How To Make a Fake Data Set in Python and Pandas
1. Overview
Do you want to create a test data set with fake data in Python and Pandas? Pandas in combination with Faker ease creation of test DataFrames with fake and safe for sharing data.
Final output will be DataFrame which can be exported to:
- CSV / Excel
- JSON
- XML
- SQL inserts
- or text file
High quality test data might be crucial for the success of a given product. On the other hand, using sensitive data might cause legal issues. So the way to go is to create high quality fake data in Pandas and Python.
2. Setup
First we need install additional library - Faker
:
by:
pip install Faker
This library can generate data by several providers:
- standard - few examples below
- bank
- addresses
- person
- community
- music
- vehicle
- locales
- Locale en_US
- faker.providers.address
- faker.providers.automotive
- Locale es
- faker.providers.address
- faker.providers.person
- Locale en_US
3. Generate data with Faker
We are going to cover the most popular use case of Faker. This step will explain different techniques in detail. To generate good data you need to apply one or several from them.
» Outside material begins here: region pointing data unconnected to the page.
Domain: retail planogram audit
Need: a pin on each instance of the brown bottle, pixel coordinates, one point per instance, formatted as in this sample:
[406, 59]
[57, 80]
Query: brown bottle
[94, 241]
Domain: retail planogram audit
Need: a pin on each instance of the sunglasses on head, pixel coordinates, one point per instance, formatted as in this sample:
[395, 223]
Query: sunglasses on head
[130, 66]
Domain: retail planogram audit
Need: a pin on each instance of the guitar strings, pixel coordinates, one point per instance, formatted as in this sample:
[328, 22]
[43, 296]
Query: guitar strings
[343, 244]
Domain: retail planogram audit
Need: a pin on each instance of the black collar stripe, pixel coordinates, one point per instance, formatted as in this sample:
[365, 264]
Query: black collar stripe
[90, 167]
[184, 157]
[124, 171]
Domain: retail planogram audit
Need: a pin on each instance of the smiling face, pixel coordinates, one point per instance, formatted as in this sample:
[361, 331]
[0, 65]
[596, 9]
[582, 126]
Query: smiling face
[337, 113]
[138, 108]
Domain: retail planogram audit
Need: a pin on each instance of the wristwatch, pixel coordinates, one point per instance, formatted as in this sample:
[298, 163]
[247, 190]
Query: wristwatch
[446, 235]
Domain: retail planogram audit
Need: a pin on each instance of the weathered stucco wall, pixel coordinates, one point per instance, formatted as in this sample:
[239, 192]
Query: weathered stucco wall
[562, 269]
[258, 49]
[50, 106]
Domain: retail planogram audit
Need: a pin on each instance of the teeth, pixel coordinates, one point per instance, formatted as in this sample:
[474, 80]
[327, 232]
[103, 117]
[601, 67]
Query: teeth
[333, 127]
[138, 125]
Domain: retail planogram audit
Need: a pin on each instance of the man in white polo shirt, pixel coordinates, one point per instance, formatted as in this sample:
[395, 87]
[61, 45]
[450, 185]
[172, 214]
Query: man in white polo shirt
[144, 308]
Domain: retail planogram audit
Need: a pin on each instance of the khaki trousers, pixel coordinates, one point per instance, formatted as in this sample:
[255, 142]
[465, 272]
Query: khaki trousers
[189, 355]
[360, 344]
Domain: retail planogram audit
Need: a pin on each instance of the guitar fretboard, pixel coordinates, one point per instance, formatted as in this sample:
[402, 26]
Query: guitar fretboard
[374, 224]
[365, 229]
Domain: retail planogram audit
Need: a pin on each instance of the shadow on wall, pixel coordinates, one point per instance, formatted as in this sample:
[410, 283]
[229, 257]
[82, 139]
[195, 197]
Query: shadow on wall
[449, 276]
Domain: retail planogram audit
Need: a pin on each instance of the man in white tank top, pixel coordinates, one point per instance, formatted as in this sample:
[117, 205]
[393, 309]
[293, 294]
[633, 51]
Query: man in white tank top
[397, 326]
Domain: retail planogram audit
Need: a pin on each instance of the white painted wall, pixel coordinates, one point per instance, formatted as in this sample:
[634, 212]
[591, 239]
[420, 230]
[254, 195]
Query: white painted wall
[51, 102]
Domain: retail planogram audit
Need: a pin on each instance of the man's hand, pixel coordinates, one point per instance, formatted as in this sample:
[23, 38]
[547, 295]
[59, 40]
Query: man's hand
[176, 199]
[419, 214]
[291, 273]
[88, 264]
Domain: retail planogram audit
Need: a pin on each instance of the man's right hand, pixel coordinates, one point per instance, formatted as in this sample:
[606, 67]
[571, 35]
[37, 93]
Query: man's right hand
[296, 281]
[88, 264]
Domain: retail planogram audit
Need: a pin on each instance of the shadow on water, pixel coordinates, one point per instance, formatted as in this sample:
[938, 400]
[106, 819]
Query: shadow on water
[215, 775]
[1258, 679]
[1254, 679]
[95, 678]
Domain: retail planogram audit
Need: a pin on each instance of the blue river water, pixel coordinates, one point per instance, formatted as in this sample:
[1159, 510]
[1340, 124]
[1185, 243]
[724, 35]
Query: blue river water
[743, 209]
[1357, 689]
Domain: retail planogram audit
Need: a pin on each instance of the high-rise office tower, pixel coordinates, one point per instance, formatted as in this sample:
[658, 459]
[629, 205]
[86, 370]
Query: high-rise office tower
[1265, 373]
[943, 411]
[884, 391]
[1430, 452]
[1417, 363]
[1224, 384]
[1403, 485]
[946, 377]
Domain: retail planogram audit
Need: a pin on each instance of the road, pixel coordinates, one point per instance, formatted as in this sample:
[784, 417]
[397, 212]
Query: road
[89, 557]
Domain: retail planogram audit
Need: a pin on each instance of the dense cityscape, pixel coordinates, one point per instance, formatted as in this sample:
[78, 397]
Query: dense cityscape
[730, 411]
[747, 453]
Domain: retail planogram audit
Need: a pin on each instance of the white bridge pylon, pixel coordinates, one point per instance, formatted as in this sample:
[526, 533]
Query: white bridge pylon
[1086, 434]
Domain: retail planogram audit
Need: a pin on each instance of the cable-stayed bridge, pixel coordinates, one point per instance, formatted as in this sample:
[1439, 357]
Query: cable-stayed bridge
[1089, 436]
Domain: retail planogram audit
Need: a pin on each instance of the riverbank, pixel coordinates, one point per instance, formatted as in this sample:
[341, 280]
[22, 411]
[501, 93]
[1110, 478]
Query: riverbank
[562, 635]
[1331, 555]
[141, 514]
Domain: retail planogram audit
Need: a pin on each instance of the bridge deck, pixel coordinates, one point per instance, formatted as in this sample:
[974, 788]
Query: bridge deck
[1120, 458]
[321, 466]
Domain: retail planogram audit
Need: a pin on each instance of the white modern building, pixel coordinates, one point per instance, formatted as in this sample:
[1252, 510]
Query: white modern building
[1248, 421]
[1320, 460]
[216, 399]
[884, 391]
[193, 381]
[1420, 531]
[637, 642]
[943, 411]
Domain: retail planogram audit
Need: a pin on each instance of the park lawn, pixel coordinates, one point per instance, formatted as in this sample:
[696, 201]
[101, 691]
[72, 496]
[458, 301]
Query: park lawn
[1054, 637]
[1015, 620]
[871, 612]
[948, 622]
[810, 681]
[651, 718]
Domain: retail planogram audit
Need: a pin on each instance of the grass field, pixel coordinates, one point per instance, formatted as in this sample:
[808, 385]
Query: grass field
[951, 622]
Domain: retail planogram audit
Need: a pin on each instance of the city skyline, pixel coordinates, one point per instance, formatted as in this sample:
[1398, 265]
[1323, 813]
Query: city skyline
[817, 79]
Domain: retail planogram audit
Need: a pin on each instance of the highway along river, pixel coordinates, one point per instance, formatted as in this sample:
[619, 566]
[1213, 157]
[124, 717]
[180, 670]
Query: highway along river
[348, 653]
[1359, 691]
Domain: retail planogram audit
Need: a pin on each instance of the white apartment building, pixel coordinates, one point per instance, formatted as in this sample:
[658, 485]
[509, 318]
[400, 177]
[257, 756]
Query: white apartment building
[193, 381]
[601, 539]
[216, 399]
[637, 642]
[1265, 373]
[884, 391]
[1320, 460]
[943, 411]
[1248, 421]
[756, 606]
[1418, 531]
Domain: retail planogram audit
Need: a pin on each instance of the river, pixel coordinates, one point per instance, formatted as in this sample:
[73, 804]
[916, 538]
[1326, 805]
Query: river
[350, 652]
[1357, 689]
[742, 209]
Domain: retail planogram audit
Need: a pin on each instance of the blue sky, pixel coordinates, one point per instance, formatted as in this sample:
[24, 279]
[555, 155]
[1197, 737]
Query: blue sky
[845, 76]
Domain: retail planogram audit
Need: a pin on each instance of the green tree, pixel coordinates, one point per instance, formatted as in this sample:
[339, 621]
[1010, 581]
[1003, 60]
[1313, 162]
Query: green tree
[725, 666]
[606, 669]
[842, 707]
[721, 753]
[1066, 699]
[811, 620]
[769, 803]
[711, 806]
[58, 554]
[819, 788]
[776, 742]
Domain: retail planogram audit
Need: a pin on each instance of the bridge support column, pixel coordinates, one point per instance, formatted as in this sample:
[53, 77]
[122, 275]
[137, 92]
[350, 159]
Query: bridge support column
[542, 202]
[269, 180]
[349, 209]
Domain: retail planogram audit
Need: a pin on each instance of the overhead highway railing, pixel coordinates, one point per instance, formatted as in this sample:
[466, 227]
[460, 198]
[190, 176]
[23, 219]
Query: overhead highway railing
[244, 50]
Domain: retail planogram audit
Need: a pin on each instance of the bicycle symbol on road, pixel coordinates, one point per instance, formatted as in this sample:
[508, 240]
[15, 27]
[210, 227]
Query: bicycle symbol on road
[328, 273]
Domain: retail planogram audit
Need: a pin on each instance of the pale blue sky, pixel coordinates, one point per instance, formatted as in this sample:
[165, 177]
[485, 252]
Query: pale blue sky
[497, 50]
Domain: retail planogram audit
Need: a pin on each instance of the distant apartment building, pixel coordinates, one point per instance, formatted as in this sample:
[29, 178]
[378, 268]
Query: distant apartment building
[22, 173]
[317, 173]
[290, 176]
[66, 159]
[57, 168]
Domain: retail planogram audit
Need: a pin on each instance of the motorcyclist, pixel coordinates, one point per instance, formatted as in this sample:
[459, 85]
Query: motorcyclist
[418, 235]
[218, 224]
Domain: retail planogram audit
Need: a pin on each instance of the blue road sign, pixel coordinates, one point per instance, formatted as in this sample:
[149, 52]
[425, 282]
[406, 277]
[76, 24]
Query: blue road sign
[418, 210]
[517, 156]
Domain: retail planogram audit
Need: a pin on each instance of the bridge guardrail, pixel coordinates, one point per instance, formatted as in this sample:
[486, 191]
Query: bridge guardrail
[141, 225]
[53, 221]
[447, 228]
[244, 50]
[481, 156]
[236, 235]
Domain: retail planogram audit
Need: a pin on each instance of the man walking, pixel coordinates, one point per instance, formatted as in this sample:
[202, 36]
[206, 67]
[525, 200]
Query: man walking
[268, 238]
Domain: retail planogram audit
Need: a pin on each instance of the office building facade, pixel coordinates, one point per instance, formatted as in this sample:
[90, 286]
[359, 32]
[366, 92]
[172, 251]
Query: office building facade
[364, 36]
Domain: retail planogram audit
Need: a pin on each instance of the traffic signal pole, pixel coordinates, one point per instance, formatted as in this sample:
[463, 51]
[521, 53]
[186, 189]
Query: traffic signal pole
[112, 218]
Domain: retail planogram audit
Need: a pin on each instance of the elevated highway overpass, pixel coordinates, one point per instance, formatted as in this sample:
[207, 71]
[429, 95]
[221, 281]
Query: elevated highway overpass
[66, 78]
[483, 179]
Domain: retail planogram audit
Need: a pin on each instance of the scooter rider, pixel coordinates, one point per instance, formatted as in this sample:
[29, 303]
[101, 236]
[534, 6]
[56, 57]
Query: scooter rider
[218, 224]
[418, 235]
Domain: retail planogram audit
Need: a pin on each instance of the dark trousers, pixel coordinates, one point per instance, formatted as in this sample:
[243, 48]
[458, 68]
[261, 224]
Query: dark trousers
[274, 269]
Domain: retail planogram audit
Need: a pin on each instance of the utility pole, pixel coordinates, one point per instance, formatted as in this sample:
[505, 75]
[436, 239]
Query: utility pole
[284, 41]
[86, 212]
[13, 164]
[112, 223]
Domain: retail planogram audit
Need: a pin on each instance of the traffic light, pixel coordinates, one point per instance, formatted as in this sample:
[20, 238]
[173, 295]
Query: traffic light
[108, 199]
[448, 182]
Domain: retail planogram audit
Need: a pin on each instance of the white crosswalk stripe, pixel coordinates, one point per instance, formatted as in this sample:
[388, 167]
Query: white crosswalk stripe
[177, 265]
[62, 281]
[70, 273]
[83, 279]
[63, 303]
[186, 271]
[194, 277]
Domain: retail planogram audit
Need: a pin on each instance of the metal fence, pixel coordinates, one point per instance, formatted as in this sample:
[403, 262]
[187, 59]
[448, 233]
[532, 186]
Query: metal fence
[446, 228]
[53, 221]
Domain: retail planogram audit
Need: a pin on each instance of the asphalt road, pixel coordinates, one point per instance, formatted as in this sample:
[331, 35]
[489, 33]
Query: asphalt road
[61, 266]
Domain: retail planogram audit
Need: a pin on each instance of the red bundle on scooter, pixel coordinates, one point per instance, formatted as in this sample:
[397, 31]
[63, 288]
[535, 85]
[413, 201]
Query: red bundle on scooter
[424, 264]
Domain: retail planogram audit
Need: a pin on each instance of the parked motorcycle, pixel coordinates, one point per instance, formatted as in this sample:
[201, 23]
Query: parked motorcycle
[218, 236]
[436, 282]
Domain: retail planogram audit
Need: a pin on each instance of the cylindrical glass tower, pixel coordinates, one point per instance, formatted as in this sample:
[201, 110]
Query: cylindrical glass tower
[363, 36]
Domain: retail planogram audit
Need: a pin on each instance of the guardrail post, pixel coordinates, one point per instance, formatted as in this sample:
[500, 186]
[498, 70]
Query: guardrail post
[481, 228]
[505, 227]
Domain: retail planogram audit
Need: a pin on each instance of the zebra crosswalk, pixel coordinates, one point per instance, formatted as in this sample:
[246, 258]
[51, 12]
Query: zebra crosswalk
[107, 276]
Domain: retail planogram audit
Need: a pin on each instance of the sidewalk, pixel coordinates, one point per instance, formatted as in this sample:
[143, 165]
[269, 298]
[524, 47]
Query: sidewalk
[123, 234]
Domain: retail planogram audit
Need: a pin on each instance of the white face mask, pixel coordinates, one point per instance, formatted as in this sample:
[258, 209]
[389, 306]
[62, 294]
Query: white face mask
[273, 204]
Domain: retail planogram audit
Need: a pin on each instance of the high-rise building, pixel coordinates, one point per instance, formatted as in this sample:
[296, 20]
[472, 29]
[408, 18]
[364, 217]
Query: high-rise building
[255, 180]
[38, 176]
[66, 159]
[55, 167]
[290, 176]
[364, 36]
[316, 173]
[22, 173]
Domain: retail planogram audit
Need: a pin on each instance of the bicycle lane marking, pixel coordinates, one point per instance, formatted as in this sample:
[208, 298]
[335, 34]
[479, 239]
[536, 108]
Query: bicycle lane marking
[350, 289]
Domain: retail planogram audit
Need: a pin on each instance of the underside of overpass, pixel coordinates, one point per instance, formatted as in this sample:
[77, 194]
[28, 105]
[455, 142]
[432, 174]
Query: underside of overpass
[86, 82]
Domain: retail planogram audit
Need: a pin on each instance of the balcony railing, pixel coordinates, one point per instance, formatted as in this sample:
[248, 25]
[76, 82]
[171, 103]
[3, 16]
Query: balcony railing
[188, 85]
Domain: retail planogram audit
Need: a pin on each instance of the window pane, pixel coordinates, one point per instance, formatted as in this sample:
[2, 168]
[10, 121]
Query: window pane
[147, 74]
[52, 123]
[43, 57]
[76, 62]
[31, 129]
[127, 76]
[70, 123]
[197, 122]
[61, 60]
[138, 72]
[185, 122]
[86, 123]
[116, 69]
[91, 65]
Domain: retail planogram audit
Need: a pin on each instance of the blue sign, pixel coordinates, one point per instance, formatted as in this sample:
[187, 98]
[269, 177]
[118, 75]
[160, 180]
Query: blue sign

3.1. Locales - country specific data
Faker uses locales in order to generate country specific data like names and addresses. Generating Italian names:
from faker import Faker
fake = Faker('it_IT')
for _ in range(5):
print(fake.name())
result:
Liliana Vespa
Sig.ra Vanessa Malacarne
Gemma Fioravanti
Vittorio Antonello
Sandro Trebbi
You can generate data for multiple locales - Italy, US and Japan:
from faker import Faker
fake = Faker(['it_IT', 'en_US', 'ja_JP'])
for _ in range(10):
print(fake.name())
this will result into:
高橋 聡太郎
藤井 桃子
Aurora Scaramucci
Sarah Beltran
Rosina Durante
Sig.ra Melina Morgagni
佐藤 修平
林 修平
Charles Marks
Lazzaro Ammaniti
3.2. Dynamic Providers - custom data
Faker offers an elegant way of generating data from a custom set of elements. Let say that you like to generate fake skills from next set of words:
- "Python"
- "Pandas"
- "Linux"
Dynamic providers are the Faker way to generate custom data:
skill_provider = DynamicProvider(
provider_name="skills",
elements=["Python", "Pandas", "Linux", "SQL", "Data Mining"],
)
fake = Faker('en_US')
fake.add_provider(skill_provider)
fake.skills()
3.3. Numbers and ranges
Generating numbers and ranges is fine with pure Python. The below examples show how to generate random integer between: 0 and 15:
random.randint(0,15)
and random numbers in range with steps:
random.randrange(75000,150000, 5000)
3.4. Dates
For dates we can use the Faker methods - date()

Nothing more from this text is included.